Failure to File a Notice of Tort Claim
Plaintiff stated that her sole complaint was for false arrest; however, to the extent that Plaintiff's allegations include any state law claims against the City of Fort Wayne as the employer of Pulver and Ealing, those claims are barred for failure to comply with the notice provisions of the Indiana Tort Claims Act. Indiana law provides that a claim against a political subdivision is barred unless notice is first filed with (1) the governing body of that political subdivision as well as the Indiana political subdivision risk management commission and (2) that such notice is made within 180 days after the loss occurs. Ind. Code § 34-13-3-8(a).

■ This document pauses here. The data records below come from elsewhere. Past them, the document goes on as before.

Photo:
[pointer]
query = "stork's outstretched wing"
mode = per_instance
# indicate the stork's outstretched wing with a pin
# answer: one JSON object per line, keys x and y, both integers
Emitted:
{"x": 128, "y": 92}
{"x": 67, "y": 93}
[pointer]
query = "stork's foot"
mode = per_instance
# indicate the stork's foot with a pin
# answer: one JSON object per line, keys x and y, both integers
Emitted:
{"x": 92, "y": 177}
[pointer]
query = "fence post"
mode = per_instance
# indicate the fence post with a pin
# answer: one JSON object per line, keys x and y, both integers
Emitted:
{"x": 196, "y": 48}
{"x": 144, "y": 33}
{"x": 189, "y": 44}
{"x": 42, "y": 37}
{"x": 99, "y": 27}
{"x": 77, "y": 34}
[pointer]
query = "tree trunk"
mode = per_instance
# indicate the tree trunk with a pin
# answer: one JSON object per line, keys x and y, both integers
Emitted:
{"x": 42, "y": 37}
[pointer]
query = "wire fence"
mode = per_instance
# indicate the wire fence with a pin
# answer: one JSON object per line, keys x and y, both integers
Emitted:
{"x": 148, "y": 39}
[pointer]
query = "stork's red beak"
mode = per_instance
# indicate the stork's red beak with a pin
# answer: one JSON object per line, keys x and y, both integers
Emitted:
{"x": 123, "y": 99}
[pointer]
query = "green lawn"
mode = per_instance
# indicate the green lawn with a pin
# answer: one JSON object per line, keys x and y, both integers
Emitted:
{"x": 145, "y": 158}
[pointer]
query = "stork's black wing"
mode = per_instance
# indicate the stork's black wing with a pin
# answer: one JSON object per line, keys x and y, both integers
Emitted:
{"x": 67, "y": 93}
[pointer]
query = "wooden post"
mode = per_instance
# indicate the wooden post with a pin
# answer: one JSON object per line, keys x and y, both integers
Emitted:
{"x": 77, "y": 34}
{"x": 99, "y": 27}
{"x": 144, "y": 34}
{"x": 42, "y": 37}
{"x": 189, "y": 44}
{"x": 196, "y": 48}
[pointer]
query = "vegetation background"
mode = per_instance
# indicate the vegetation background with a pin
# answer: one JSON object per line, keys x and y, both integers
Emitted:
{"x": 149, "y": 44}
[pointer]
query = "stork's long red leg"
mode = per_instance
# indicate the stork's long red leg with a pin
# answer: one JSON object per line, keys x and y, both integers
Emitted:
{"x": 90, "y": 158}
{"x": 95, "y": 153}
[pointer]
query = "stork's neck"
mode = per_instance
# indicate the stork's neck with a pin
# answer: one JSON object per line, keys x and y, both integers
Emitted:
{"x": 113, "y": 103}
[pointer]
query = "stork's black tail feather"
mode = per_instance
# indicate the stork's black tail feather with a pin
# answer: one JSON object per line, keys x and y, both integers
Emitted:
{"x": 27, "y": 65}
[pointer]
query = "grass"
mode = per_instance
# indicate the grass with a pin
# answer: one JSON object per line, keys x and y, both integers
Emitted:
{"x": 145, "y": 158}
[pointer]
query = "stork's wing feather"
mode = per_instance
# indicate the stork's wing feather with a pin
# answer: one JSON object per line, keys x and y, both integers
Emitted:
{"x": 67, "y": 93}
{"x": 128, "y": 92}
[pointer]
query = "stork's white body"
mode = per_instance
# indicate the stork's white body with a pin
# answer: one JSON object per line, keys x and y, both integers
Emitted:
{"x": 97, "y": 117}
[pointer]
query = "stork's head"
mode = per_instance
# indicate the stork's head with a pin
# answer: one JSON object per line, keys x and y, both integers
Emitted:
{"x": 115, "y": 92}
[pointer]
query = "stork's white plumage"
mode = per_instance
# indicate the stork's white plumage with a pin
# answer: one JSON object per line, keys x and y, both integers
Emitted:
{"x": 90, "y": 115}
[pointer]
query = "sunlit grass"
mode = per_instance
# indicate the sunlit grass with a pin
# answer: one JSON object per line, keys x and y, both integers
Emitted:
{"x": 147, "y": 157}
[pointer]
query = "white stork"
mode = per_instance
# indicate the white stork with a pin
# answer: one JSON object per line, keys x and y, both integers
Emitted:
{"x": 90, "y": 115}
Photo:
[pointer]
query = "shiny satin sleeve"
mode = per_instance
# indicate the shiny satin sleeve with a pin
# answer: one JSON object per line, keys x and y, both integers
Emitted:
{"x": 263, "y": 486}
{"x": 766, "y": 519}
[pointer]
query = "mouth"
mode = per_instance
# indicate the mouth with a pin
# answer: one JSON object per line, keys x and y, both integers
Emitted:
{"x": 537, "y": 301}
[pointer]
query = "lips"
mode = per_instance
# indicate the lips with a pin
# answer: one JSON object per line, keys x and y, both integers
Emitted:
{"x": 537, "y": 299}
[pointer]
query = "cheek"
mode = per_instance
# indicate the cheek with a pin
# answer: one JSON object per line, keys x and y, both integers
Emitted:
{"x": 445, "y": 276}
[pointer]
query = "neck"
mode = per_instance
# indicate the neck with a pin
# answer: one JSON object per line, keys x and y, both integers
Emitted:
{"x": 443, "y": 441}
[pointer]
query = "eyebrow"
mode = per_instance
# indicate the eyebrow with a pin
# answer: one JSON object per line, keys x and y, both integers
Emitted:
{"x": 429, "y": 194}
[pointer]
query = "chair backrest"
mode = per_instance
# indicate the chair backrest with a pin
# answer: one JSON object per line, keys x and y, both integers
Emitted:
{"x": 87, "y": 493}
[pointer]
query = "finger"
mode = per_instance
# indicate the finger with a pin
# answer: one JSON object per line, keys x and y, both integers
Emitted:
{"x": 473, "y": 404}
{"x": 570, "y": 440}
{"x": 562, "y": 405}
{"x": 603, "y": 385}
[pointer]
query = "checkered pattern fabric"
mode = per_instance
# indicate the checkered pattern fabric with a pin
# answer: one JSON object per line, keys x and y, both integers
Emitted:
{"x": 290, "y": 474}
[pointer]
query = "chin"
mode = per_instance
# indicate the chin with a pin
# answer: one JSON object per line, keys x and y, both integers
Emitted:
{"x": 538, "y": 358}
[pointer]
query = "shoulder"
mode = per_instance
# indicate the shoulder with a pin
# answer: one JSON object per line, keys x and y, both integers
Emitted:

A plaintiff must prove compliance with the Indiana Tort Claims Act notice requirement before trial. Brown v. Alexander, 876 N.E.2d 376, 383 (Ind. Ct. App. 2007). Failure to provide the required notice creates an affirmative defense of noncompliance. Id. at 383-84. Once a defendant raises a failure to comply issue, the burden shifts to the plaintiff to prove compliance. Id. at 384. Here, Plaintiff has failed to provide any party with notice of damages for her personal injury within 180 days of the incident. Furthermore, Plaintiff has failed to reply to Defendants' Motion for Summary Judgment with any evidence that she attempted to contact the appropriate entity or apprise them of her claim. Plaintiff failed to comply with the notice requirements of the Indiana Tort Claims Act and is therefore barred from pursuing any state claims that may exist.
CONCLUSION
For the reasons set forth above, the Defendants' motion for summary judgment and motion for ruling are GRANTED. The Clerk of the Court is ORDERED to DISMISS Plaintiff's claims against Defendants S. Pulver and P. Ealing with prejudice. The case remains pending against Defendant Bernard Ramsey.